| tags: [ Data Cleaning Imputation PCA R ] categories: [Experiments Coding ]
Example of data imputation with missMDA
Introduction
This entry will show the results of a single imputation using the missMDA package. The missMDA package imputes quantitative variables using principal component analysis (PCA).
Methods and Results
- load data
phen.data.age <- read.csv('C:/Users/Martha/Documents/Honours/Project/honours.project/Data/NIES_master_database-age.csv')
phen.data.adults<-phen.data.age[phen.data.age$Age.excel>17,]
quant.variables<- c("R.K.value.H", "R.K.Value.H.Axis", "R.K.value.V", "R.K.value.V.Axis", "L.K.value.H",
"L.K.value.H.Axis", "L.K.value.V", "L.K.value.V.Axis", "R.Pachimetry", "L.Pachimetry", "R.Axial.Length",
"L.Axial.Length", "AC.Depth.R", "AC.Depth.L", "R.IOP.mmHg", "L.IOP.mmHg", "CDR.RE", "CDR.LE")
quant.data.adults<- phen.data.adults[quant.variables]
- install relevant packages
install.packages('missMDA', dependencies = TRUE, repos = "http://cran.us.r-project.org")
## Installing package into 'C:/Users/Martha/Documents/R/win-library/3.4'
## (as 'lib' is unspecified)
## package 'missMDA' successfully unpacked and MD5 sums checked
##
## The downloaded binary packages are in
## C:\Users\Martha\AppData\Local\Temp\RtmpaopRRl\downloaded_packages
require(missMDA)
## Loading required package: missMDA
require(FactoMineR)
## Loading required package: FactoMineR
- Estimate the number of dimensions to be used for the reconstruction formula
data(quant.data.adults)
## Warning in data(quant.data.adults): data set 'quant.data.adults' not found
nb = estim_ncpPCA(quant.data.adults)
nb
## $ncp
## [1] 0
##
## $criterion
## 0 1 2 3 4 5
## 805.7256 908.9445 966.5074 1029.5131 1088.5948 880.7742
- Impute the data with the number of dimensions previously calculated
res.comp = imputePCA(quant.data.adults,ncp=nb$ncp)

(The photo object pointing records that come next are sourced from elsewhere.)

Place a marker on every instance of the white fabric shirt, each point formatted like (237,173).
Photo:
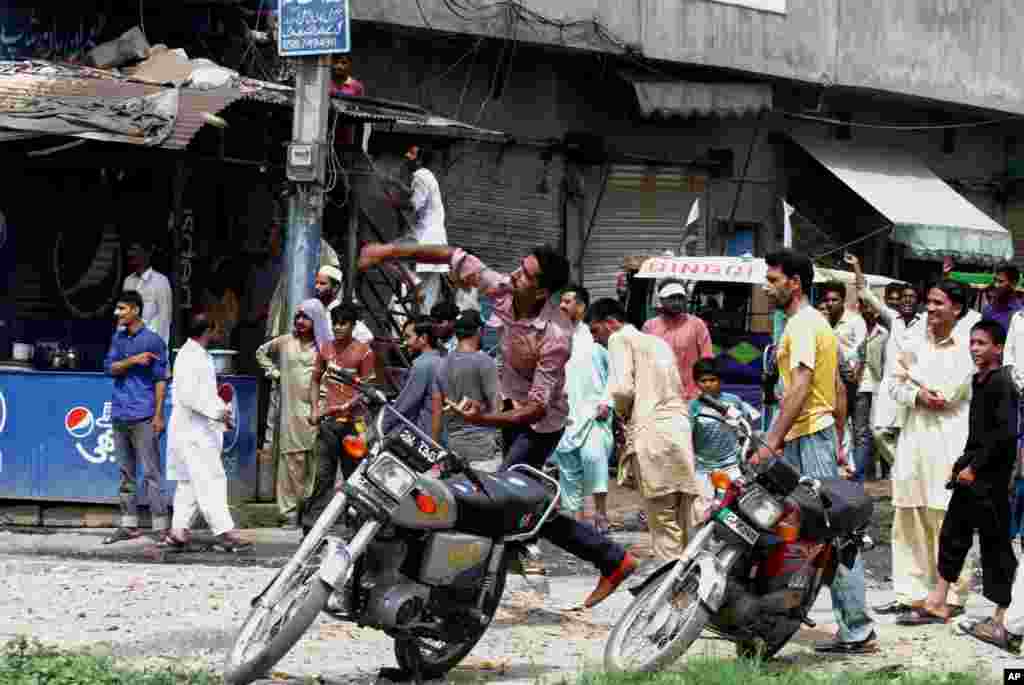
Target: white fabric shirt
(932,441)
(886,412)
(1013,352)
(360,333)
(851,331)
(429,211)
(158,304)
(194,430)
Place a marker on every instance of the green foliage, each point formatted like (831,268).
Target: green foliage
(742,672)
(25,661)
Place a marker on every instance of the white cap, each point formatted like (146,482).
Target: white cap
(670,289)
(331,271)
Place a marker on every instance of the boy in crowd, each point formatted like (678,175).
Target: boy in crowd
(716,446)
(979,480)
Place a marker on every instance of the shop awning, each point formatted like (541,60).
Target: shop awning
(690,98)
(928,215)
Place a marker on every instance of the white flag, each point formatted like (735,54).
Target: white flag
(694,213)
(787,230)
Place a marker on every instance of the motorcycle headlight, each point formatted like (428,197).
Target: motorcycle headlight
(761,507)
(391,476)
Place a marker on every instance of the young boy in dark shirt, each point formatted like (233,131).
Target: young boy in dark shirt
(980,480)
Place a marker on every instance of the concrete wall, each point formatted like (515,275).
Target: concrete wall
(956,50)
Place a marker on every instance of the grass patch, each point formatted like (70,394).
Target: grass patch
(25,661)
(742,672)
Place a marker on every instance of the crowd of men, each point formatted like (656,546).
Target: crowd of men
(868,388)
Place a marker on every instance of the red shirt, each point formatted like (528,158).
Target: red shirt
(689,339)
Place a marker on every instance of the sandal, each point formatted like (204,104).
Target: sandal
(122,534)
(990,632)
(922,615)
(231,543)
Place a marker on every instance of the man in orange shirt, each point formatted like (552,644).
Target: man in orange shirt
(342,412)
(687,335)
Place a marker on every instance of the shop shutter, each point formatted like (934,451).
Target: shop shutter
(642,213)
(501,202)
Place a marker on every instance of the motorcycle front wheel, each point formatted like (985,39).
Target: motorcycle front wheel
(269,632)
(662,624)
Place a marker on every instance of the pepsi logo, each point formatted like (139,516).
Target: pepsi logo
(80,423)
(226,390)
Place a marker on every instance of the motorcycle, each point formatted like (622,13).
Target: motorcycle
(754,568)
(427,562)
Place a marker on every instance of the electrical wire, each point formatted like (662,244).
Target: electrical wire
(901,127)
(423,14)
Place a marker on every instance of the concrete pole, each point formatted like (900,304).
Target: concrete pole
(305,206)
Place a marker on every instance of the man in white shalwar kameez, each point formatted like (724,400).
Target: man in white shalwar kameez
(933,382)
(195,440)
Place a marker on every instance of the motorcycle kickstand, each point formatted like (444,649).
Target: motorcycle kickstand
(402,675)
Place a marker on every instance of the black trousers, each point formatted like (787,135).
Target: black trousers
(987,511)
(523,445)
(330,454)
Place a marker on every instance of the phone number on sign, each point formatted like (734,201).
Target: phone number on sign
(326,43)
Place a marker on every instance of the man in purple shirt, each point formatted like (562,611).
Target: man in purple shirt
(1004,300)
(537,340)
(137,360)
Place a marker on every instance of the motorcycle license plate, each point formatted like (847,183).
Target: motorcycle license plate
(422,447)
(730,520)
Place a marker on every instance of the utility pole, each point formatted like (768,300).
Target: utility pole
(306,158)
(309,31)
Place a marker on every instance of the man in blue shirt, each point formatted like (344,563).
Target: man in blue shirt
(137,360)
(416,401)
(1004,301)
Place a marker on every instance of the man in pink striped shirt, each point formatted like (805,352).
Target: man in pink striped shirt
(537,341)
(686,334)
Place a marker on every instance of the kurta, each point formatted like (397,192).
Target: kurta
(296,434)
(195,430)
(887,413)
(932,441)
(586,387)
(645,386)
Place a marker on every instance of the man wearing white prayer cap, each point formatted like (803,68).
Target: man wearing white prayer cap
(328,288)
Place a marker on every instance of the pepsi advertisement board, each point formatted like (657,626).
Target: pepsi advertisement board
(56,438)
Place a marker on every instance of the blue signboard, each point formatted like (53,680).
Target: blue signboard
(56,441)
(312,27)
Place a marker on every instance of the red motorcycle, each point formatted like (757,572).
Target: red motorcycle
(754,568)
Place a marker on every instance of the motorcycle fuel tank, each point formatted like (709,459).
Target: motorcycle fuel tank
(455,558)
(430,506)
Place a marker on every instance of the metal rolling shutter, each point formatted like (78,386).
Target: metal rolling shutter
(642,212)
(494,207)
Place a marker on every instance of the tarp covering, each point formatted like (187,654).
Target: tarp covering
(929,216)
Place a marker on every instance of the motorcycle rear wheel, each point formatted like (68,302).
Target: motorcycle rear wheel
(269,632)
(435,662)
(672,627)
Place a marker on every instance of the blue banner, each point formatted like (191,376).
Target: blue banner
(312,27)
(56,441)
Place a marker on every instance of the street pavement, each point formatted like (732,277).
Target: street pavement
(66,588)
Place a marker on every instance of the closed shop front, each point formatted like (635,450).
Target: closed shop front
(643,211)
(502,201)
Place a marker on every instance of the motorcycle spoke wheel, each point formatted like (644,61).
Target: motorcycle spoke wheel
(649,636)
(270,631)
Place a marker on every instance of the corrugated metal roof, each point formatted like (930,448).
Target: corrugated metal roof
(25,85)
(29,86)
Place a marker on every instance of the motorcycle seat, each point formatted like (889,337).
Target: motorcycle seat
(512,503)
(850,509)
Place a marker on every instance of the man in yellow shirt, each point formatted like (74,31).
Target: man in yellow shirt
(808,429)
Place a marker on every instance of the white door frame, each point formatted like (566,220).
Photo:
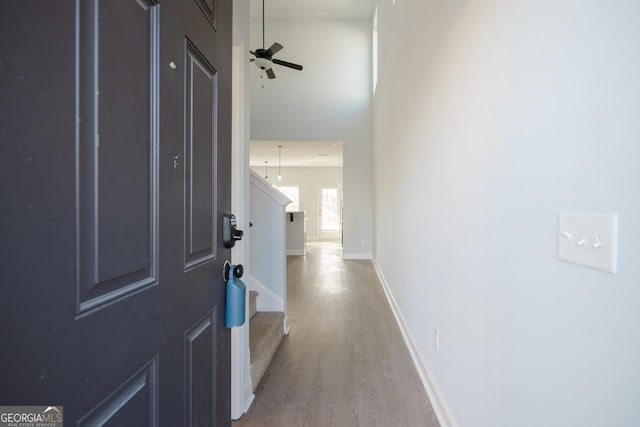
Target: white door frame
(329,235)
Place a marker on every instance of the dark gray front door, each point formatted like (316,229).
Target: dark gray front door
(115,141)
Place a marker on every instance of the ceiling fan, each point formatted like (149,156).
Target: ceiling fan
(264,57)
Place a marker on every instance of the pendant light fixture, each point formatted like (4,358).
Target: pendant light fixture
(279,162)
(266,171)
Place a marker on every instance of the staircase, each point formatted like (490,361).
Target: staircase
(266,330)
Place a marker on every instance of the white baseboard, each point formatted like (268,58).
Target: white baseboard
(354,255)
(267,299)
(444,414)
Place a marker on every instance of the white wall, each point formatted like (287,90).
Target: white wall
(241,387)
(268,273)
(329,100)
(308,180)
(491,117)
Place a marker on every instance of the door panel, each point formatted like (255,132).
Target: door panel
(200,116)
(117,125)
(116,158)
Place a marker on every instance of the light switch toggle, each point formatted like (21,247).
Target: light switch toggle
(598,242)
(589,239)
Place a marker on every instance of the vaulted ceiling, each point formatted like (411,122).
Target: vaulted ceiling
(313,9)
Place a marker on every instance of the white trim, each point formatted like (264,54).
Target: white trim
(442,410)
(296,252)
(241,387)
(286,325)
(271,191)
(355,255)
(269,300)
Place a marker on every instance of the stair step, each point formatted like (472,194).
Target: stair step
(266,330)
(253,295)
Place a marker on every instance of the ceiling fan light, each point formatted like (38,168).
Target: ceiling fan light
(262,63)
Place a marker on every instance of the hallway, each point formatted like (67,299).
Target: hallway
(344,362)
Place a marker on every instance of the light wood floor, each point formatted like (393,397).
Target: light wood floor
(344,362)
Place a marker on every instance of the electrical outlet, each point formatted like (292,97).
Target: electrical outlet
(589,239)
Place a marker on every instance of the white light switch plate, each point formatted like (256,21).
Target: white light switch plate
(589,239)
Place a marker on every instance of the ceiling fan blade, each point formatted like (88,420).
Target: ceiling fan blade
(270,73)
(287,64)
(276,47)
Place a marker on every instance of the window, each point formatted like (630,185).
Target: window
(330,215)
(293,193)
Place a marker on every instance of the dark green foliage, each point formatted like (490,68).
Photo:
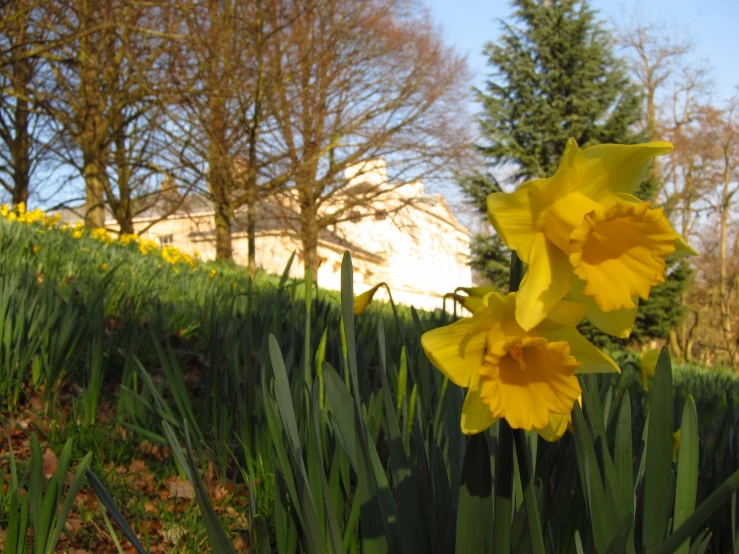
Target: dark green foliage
(554,76)
(369,455)
(662,312)
(489,257)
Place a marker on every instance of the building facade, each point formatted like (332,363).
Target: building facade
(416,246)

head(res.comp$completeObs) #view imputed dataset
## R.K.value.H R.K.Value.H.Axis R.K.value.V R.K.value.V.Axis L.K.value.H
## 1 42.00000 2.00000 43.00000 92.00000 42.50000
## 2 41.25000 7.00000 42.25000 97.00000 41.50000
## 3 42.96687 93.74108 43.79634 91.18098 42.96871
## 4 44.75000 5.00000 45.00000 95.00000 45.00000
## 5 44.75000 0.00000 44.75000 90.00000 44.25000
## 6 42.00000 8.00000 43.25000 98.00000 42.25000
## L.K.value.H.Axis L.K.value.V L.K.value.V.Axis R.Pachimetry L.Pachimetry
## 1 5.00000 43.50000 95.00000 532 554
## 2 168.00000 42.00000 78.00000 608 612
## 3 87.79947 43.87197 92.21768 507 510
## 4 60.00000 45.25000 150.00000 560 559
## 5 178.00000 44.75000 88.00000 556 562
## 6 177.00000 43.25000 87.00000 498 501
## R.Axial.Length L.Axial.Length AC.Depth.R AC.Depth.L R.IOP.mmHg
## 1 24.31 24.10 3.09 3.03 14
## 2 25.02 25.21 3.38 3.92 16
## 3 22.78 22.80 3.40 3.45 26
## 4 23.02 22.98 3.00 2.85 14
## 5 21.75 22.04 2.60 2.53 22
## 6 23.06 23.17 2.94 3.04 18
## L.IOP.mmHg CDR.RE CDR.LE
## 1 14 0.9 0.9
## 2 15 0.9 0.7
## 3 22 0.7 0.7
## 4 14 0.2 0.2
## 5 21 0.3 0.3
## 6 20 0.6 0.6
- Perform PCA on the imputed data set and plot uncertainties
res.pca = PCA(res.comp$completeObs)
- Perform multiple imputations
“res.comp = MIPCA(quant.data.adults, ncp = nb$ncp, nboot = 1000)”
Discussion
The single imputation has produced a complete dataset. It is difficult to interpret the individuals factor map in detail because there are a large number of individuals in the study, and each dot represents an individual. If any of the participants had a signifiant amount of data missing, a circle around the dot would be present signifying the uncertainty of the imputed values. The larger the area of the circle, the higher the uncertainty. However, there does not appear to be any that are clearly visible in this plot, which suggests that the imputed values for each individual fits well. It also possible that any circles that are present are not visible because of the dense cluster of dots in the plot. The variables factor map shows the uncertainty of the imputed values for each variable.
https://cran.r-project.org/web/packages/missMDA/missMDA.pdf http://factominer.free.fr/missMDA/PCA.html http://www.statpower.net/Content/312/R%20Stuff/PCA.html
The results of this PCA imputation does not show the variation for each individual or variable as it was only performed once. Variation, or uncertainty, of the imputed values can be determined by performing multiple imputations.